В Печоре мы остановились в доме ратуши и таможни; помещение для весов послужило нам стойлом. Постройки здесь из хорошо подогнанных друг к другу круглых бревен, образующих поднимающиеся вверх стены жилищ[72]
. Мы с удивлением рассматривали их закопченных святых и наблюдали, как они перед ними молятся: это плоские картинки[73] того или иного святого, перед ними всегда горит огонек [лампадка]. Они висят в углах, перед ними крестятся и кланяются всякий раз, как входят в комнату, прежде чем посмотрят на кого-нибудь или скажут что-либо. Уже при первом посещении мы заметили вежливость русских: для каждого из нас принесли пищу и напиток, каждому — определенную порцию. Нашу гостиницу охраняли полроты солдат так ревностно, что мы сами едва могли выйти. Печора — местечко или большая деревня, она принадлежит в большинстве своем монастырю[74]; это большое здание с высокими каменными стенами и башнями. Внутренние постройки — из дерева, для каждого монаха — отдельное жилье. Камни оштукатурены белым, как и все здания духовенства здесь. Его можно представить себе из моего рисунка, но так как было очень холодно и к зданиям близко не подпускали, то я не мог их срисовать так, как хотел бы. Монахов здесь 200—300 человек. В подвале лежит икона Богоматери, перед которой молятся очень набожно, к ней приходят паломники за несколько сотен миль. Раз в году она появляется в Пскове со всеми ее статс-дамами [иконами], чтобы укрепить стены и город, а затем святыню провожают обратно. Монастырь лежит у двух покатых гор, между ними протекает река[75]. Очень удивила нас странная манера русских креститься, кланяться и молиться. Здесь был старик более 100 лет, он молился иконам, чтобы святые помогли ему получить от нас милостыню.9 декабря.
В 9 часов мы отправились и ехали в санях все вместе 6 миль до деревни под названием Ваймич, расположенной у озера длиной в 10 миль, которое они называют Великое.[76]
С удивлением я наблюдал, как русские набожно крестятся и кланяются перед каждой попадающейся на глаза часовенкой и крестом. Микита, наш пристав, присоединился в своих санях до остановки, куда мы ехали больше мили через это озеро; лед был уже настолько крепок, что мы с грузом и лошадьми могли ехать по нему без страха. Я заметил здесь, что замужние женщины стыдятся открывать волосы, равно как и китайские женщины скорее выйдут нагими, чем покажут косы.10 декабря.
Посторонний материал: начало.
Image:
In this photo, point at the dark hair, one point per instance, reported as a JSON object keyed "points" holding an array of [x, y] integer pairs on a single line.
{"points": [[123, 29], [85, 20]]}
Отсюда мы отправились в 10 часов, после того как Микита получил разрешение из города [Пскова] на наш приезд. Проехав полторы мили вдоль реки [Великой], которая течет из озера[77]
, мы остановились у небольшого монастыря [Св. Николая] и приготовились въехать в город. Здесь попы просили милостыню, чтобы зажечь свечу Св. Николаю. Тут возник спор между приставом и послом о порядке дальнейшей езды в санях. Русский должен был сидеть справа, но посол сказал, что лучше поедет в своих санях, отдельно, чем в роскошно украшенных присланных санях, но слева от пристава. Пристав тоже не смел занять место слева от посла. Решили, что русский поедет впереди один и тем временем отправит своего писца к князю Федору[78] за приказом, как ему в этом случае поступить. Вскоре писец вернулся с ответом, чтобы русский уступил послу, что и было сделано.Когда прибыли в город, Микита извинился за то, что он необдуманно поступил. Порядок во время езды был следующий: стрельцы шли впереди, затем каретные лошади, потом наш хирург, за ним камердинер; далее шли с литаврами и трубами, за ними — офицеры и дворяне, затем четыре разукрашенные лошади на запас, если устанут лошади посла; конюх, сопровождавший лошадей, ехал верхом; один русский верхом вел сани посла. Пристав ехал в своих санях впереди посла; оба они сидели в богатых санях, обвешанных тигровыми и другими великолепными шкурами; полость была вышита золотом. Сани посла были окружены русскими дворянами, наши пажи и слуги следовали пешком за послом. Затем вели его лошадь, а также лошадь Микиты. За нами следовала наша свита в санях, затем — наша карета и наш багаж. Красиво выглядел на льду длинный ряд разукрашенных лошадей, разодетых голландцев и русских.